O novo líder húngaro está pedindo a revogação da lei eslovaca que agora criminaliza o questionamento desses decretos. Essa medida, adotada no ano passado pelo governo de Robert Fico, reacendeu uma antiga disputa entre os dois países vizinhos, ambos membros da União Europeia.
A minoria húngara representa aproximadamente 9% da população eslovaca, uma proporção significativa num país de 5,5 milhões de habitantes. A questão dos seus direitos continua a ser uma fonte recorrente de tensão diplomática entre Budapeste e Bratislava.
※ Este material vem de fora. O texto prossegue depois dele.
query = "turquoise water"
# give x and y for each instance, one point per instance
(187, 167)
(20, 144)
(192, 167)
Por sua vez, Robert Fico tentou minimizar a importância da disputa, enfatizando a relevância da cooperação bilateral, especialmente no setor energético. Os dois líderes têm um encontro marcado para breve em uma cúpula da União Europeia.
Este último episódio ilustra a fragilidade das relações entre os dois Estados, onde questões históricas continuam a influenciar os debates contemporâneos. A evolução desta situação será crucial para o equilíbrio diplomático na região.